The spur wasn’t quite bad enough to require shaving it down – yet – and I went in a week later for a cortisone shot in the left shoulder. Within a few days the pain in it was almost gone, but in a show of true independence, my right shoulder became twice as painful. I began eight weeks of physical therapy and upped my daily dose of Parrillo Joint Formula. In the meantime I had no choice but to take it very easy on just about everything for the upper body, but especially chest and shoulders. 

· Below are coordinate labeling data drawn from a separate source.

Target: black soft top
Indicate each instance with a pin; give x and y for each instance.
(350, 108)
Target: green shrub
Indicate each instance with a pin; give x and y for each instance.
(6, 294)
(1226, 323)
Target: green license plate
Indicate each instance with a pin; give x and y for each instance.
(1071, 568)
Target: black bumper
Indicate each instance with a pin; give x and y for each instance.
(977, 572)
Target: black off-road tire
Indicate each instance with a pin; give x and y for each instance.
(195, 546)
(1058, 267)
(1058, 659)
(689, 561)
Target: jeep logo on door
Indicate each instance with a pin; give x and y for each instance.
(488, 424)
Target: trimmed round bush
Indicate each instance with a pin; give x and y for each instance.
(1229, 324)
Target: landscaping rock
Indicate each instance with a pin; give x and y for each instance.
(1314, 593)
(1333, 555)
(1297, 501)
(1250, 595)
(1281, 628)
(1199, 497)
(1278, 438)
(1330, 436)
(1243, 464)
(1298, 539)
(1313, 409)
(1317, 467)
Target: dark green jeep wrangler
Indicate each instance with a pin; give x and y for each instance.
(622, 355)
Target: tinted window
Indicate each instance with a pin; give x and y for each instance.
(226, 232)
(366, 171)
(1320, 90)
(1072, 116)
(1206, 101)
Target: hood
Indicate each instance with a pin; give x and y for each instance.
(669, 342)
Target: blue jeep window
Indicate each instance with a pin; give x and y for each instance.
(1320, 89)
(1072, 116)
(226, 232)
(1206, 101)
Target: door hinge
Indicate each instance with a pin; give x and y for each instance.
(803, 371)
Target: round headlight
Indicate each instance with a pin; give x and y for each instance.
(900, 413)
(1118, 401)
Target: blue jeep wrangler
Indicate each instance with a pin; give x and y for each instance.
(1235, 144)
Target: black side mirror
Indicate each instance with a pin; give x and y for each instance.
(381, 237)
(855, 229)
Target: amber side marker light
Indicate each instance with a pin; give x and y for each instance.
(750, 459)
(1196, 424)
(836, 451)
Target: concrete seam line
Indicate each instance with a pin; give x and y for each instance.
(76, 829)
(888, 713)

So, like I had done with Jared, I found ways to make less weight feel like more. I slowed down the rep speed, focused more on the contractions, and would also do multiple sets in a row with very little rest between. Many people in my shoes would have simply said, to hell with the gym! I’m going to sit home and watch my 500 channels of digital cable until my shoulders feel okay again. I could no sooner do that than to suddenly give up eating meat and subsist on sprouts and tofu – as if! Yes, training with an injury is a challenge. It’s tough when you are forced to do work sets with a weight that was always a warm-up before. It’s not easy having the patience to gradually work your way back and avoiding the temptation to jump the gun so your injury can heal properly. But I truly believe in the old cliché:  

“Quitters never win, and winners never quit.” 

For proof directly from our own world of pro bodybuilding, look no further than the top three at the recent Arnold Classic. Winner Kai Greene required hernia repair surgery and missed the fall shows of 2008, including the Mr. Olympia. Victor Martinez injured his knee at the beginning of the year, severely enough to need surgery also, and had to sit out the entire season. And Branch Warren tore a triceps over the summer and was knocked out of the Olympia. This was nothing new to Branch, who had previously torn the other triceps and a biceps (and he still has 22-inch arms). Right now Lee Priest, owner of perhaps the best arms the world has ever seen, has one arm in a sling as he heals from surgery to repair a torn right biceps. What’s he doing every day over there in Australia? No, he’s not kissing cuddly koala bears and chasing kangaroos around – he’s in the gym doing every exercise you possibly can with just one arm until he is able to use both again!

Across the nation and all over the world, you will find not thousands but millions of men and women who quit training after suffering similar injuries, or in many cases far less serious injuries. My attitude is, if you train heavy for long enough, you’re probably going to get hurt. It’s how you react to an injury that makes all the difference. Do you let it defeat you? Many people do just that. If I had a dollar for every guy that has come up to me to let me know he used to be built just like me, or better, until he hurt this or that – I’d have enough cash to buy a few houses in Phoenix (at least until the real estate market comes back). That’s how a quitter deals with injury. Winners have it treated; take the time to heal and rehabilitate the area properly, and often come back better than ever.   

Now, as spring is finally breaking through the dark, cold New England winter, my shoulder is feeling almost 100% again. I managed to prevent losing any muscle mass throughout the past few months training around the injury, and now I am looking forward to building some new lean tissue before the weather really warms up. Some people never would have made it this far, and that’s really too bad. Life will occasionally throw you a curve ball that beans you right on the skull and knocks you flat on your ass. The question you must always ask yourself is: do I stay down and cry about it, or do I get back up again?